What makes this success even more significant is that the two nationals were awarded in fields, which, although practised here, are not expansively and traditionally part of the national cultural traditions. In the instance of Ryan, his award is for conducting the Best Opera Recording for the Houston Grand Opera production of Jake Heggie’s Intelligence.
Film producer Mendes received the Grammy for the Best Music video, Anxiety.
The Grammy Awards are considered the highest and most prestigious honour in the global music industry, often referred to as “the premier accolade for artistic and technical excellence,” a stated description of the importance of the awards, which were established in 1957. “They are peer-driven recognition of achievement across various genres, heavily influencing commercial success and industry validation,” its organisers say.
In winning the individual awards, Ryan and Mendes take a place alongside international artistes of the ilk and recognition of Quincy Jones, Beyonce, Sir Georg Silti, Stevie Wonder and others.
Axiomatic with the winning of the international awards, is the ringing proclamation we can make for ourselves and to the world that in international achievement, our artistes and cultural products, too often belittled even by ourselves, rank amongst the greatest in the world and so too our producers of original and international artistic expression.
But lest we forget while smothering the two awardees with deserving praise, we remember those who went before them in similar arenas. Geoffrey and Boscoe Holder, Sparrow, Kitchener, Montano, our collective steelpan invention and inventors, our world class and recognised authors Lovelace, Selvon, Naipaul and Walcott; the last mentioned two having been awarded the Nobel Prize in Literature. Of course, it’s known that Walcott, a native of St Lucia who spent a couple decades here, created many of his masterpieces here.

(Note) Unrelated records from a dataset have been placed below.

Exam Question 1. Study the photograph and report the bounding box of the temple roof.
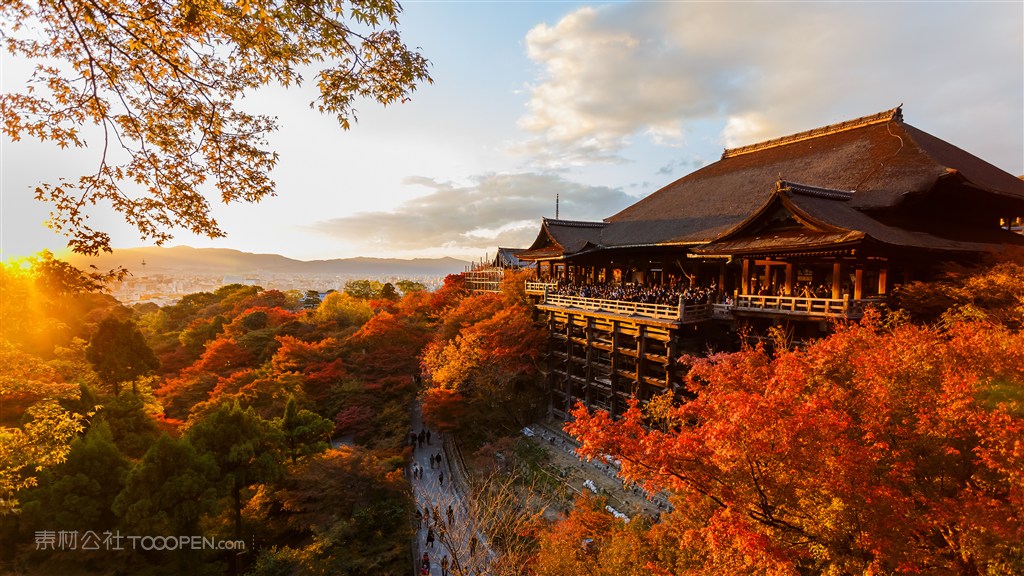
[492,247,526,268]
[520,108,1024,259]
[693,180,1024,254]
[518,218,607,259]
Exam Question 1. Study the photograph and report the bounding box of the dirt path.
[410,406,492,576]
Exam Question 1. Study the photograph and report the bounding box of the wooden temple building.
[466,108,1024,416]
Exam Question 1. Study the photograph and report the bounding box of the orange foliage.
[566,315,1024,574]
[423,387,466,431]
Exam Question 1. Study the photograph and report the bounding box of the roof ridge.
[722,105,903,160]
[775,178,854,200]
[544,218,608,228]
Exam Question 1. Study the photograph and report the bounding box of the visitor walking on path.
[409,399,490,576]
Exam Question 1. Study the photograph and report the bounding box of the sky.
[0,0,1024,260]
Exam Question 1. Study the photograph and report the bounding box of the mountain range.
[68,246,469,277]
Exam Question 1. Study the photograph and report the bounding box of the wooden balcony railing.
[732,294,886,318]
[527,288,712,323]
[526,281,886,324]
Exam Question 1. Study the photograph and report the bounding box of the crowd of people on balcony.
[549,281,718,306]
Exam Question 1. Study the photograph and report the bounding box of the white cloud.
[519,2,1024,171]
[313,173,636,252]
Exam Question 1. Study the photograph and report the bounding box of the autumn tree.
[250,447,413,576]
[895,248,1024,330]
[113,435,223,574]
[566,313,1024,575]
[25,422,131,532]
[0,0,430,254]
[0,339,86,516]
[185,403,282,538]
[421,294,545,431]
[394,280,427,295]
[273,396,334,464]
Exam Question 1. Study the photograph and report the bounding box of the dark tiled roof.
[492,247,526,268]
[600,109,1024,248]
[518,218,607,260]
[694,180,1024,254]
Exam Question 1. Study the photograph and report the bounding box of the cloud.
[313,173,636,252]
[519,2,1024,170]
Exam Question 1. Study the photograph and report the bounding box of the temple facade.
[468,108,1024,416]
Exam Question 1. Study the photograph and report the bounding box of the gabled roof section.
[693,178,864,254]
[722,105,903,160]
[518,218,608,260]
[492,247,526,268]
[694,179,1024,255]
[601,108,1024,248]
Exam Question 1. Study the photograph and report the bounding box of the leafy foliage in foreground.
[0,0,430,254]
[561,315,1024,575]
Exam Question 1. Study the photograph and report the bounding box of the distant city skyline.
[0,0,1024,260]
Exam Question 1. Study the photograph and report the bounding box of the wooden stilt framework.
[544,306,682,418]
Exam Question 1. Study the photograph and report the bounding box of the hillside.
[68,246,468,277]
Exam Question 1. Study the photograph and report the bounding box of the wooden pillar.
[636,324,647,399]
[665,332,679,390]
[584,318,595,406]
[608,320,618,416]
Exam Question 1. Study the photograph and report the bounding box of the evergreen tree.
[85,317,160,396]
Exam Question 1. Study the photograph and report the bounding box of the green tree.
[302,290,321,310]
[85,317,160,396]
[381,282,400,301]
[96,393,160,458]
[185,402,282,538]
[0,0,430,254]
[273,396,334,464]
[394,280,427,294]
[345,280,383,300]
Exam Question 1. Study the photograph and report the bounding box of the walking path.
[410,406,490,576]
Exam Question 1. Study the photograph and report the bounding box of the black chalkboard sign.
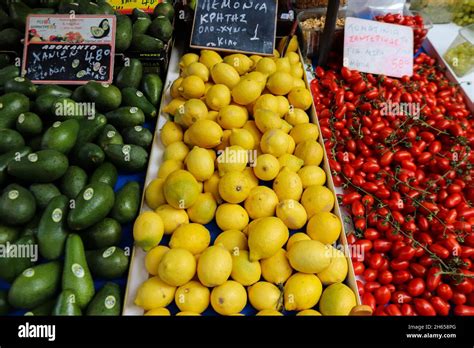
[191,0,277,55]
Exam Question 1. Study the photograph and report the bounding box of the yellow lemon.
[288,240,332,273]
[214,230,248,255]
[219,172,250,203]
[216,203,249,231]
[273,167,303,201]
[319,283,357,315]
[174,280,211,313]
[145,245,170,275]
[145,178,166,209]
[155,204,189,234]
[135,276,176,311]
[211,63,240,90]
[217,105,249,129]
[189,120,222,149]
[169,223,211,255]
[178,75,206,99]
[260,249,293,285]
[276,199,308,230]
[253,154,280,181]
[284,274,323,311]
[197,245,232,287]
[244,186,278,220]
[133,211,164,251]
[301,185,335,218]
[266,71,293,96]
[248,282,283,311]
[248,217,288,261]
[298,166,326,188]
[206,84,231,111]
[230,250,262,286]
[211,280,247,315]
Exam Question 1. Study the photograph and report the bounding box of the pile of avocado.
[0,53,162,315]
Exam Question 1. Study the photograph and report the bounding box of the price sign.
[22,15,116,84]
[191,0,277,55]
[344,17,413,78]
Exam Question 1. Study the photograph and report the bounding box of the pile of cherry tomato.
[311,54,474,316]
[375,13,428,53]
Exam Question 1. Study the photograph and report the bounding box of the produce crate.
[123,40,361,315]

The Grammy Awards come at a very opportune moment, when this country is facing serious challenges which often lead to self-doubt and the too often glib and non-thinking questioning of our status as a “real country.” To be sure, the answer to such doubting has come to that question in an area of accomplishment that is highly competitive internationally.
The trick now is for the people of our nation to turn our energies and perspectives to cultural expressions and their value to our human and economic lives.
With such an understanding, we here can believe that our cultural products have value and can be one element of an export industry — that is if the private sector, the Government and those engaged in the creative industry can recognise value in artistic expression.
That the awards have been made during this period in which the creative life of Trinidad and Tobago Carnival, mas and design, calypso and steelband, is on show; they could not have come at a more appropriate cultural moment.